Expected outcome: Each format has strengths — Markdown for intent and context, OpenAPI for API surface, Gherkin for behavior — reinforcing the multi-pillar approach.

Key Takeaways

  1. Spec-as-source development is the most advanced form of SDD: humans edit only specifications, machines generate all code.

  2. Spec-as-source is already standard practice in automotive systems, hardware design, API client generation, and database migrations.

  3. Three conditions determine viability: specification completeness, generation reliability, and validation coverage.

  4. Most teams will use a hybrid approach — spec-as-source for well-defined components (CRUD, schemas, clients) and spec-anchored for complex logic.

  5. The boundary between generated and human-edited code shifts over time as AI capabilities improve.

  6. In spec-as-source, bugs are fixed by fixing specifications and regenerating, not by patching code.

Chapter Quiz

  1. What is the defining characteristic of spec-as-source development?

  2. Name three domains where spec-as-source is already standard practice.

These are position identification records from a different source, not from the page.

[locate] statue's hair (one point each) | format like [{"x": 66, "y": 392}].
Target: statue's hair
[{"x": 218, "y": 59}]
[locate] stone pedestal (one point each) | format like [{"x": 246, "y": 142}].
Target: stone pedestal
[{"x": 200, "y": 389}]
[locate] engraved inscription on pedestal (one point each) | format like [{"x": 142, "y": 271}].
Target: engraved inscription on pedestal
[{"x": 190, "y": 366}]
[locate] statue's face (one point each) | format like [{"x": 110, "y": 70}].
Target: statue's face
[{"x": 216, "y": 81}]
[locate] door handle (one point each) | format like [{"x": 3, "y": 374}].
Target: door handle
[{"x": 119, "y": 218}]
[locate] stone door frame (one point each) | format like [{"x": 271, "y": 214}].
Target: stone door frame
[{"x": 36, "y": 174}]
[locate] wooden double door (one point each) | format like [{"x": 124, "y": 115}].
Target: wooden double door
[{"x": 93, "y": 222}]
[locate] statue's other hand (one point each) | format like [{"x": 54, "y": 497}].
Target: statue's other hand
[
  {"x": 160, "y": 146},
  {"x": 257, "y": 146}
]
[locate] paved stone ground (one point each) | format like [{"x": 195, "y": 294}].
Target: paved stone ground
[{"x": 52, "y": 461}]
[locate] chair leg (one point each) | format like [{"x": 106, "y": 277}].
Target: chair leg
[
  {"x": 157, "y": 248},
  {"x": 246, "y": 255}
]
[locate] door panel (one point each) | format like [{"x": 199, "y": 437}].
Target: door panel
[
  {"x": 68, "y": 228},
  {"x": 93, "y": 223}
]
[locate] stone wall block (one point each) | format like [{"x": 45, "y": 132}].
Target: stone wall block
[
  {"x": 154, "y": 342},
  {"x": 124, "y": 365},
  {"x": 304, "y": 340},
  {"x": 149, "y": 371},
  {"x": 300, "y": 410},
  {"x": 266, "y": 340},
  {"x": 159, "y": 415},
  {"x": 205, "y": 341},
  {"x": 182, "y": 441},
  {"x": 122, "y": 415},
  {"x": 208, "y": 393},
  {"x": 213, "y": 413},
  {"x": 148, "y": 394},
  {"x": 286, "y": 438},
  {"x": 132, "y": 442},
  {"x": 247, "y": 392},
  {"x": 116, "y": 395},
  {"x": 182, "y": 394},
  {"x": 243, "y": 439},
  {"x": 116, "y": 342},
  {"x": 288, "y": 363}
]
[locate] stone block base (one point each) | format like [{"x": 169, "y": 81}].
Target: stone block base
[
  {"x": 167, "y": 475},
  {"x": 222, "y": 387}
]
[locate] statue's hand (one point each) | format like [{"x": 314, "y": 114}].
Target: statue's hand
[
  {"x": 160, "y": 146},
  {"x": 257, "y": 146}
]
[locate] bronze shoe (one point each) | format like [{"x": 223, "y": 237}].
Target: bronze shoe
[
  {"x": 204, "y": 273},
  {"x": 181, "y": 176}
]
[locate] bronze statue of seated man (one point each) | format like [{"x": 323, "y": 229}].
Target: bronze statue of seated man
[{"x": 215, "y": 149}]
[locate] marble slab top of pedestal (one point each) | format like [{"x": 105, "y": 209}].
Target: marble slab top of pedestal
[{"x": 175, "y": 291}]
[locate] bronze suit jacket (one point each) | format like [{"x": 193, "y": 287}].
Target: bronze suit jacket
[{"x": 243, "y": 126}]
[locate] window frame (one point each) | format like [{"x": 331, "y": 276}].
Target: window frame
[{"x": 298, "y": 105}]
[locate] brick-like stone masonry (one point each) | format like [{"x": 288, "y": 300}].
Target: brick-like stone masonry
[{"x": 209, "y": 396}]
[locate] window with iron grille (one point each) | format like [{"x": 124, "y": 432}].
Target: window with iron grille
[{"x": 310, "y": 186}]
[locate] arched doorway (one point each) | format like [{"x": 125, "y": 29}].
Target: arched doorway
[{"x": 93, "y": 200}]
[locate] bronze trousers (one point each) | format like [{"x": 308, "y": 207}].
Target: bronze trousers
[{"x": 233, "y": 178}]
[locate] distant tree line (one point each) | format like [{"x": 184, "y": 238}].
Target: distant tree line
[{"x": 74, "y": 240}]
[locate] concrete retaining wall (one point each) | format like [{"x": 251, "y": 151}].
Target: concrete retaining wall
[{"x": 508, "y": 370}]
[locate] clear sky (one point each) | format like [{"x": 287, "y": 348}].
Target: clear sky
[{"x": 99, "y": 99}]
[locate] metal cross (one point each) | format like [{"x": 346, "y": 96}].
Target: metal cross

  3. What are the three conditions that make spec-as-source viable?

  4. Why is a hybrid approach (spec-as-source for some components, spec-anchored for others) the most practical strategy?

  5. How does debugging differ in spec-as-source vs. traditional development?

  6. What risk emerges when specifications have gaps in a spec-as-source workflow?

  7. A team generates 100% of their API code from OpenAPI specs. Is this spec-as-source? Why or why not?

  8. How does the spec-as-source boundary change over time?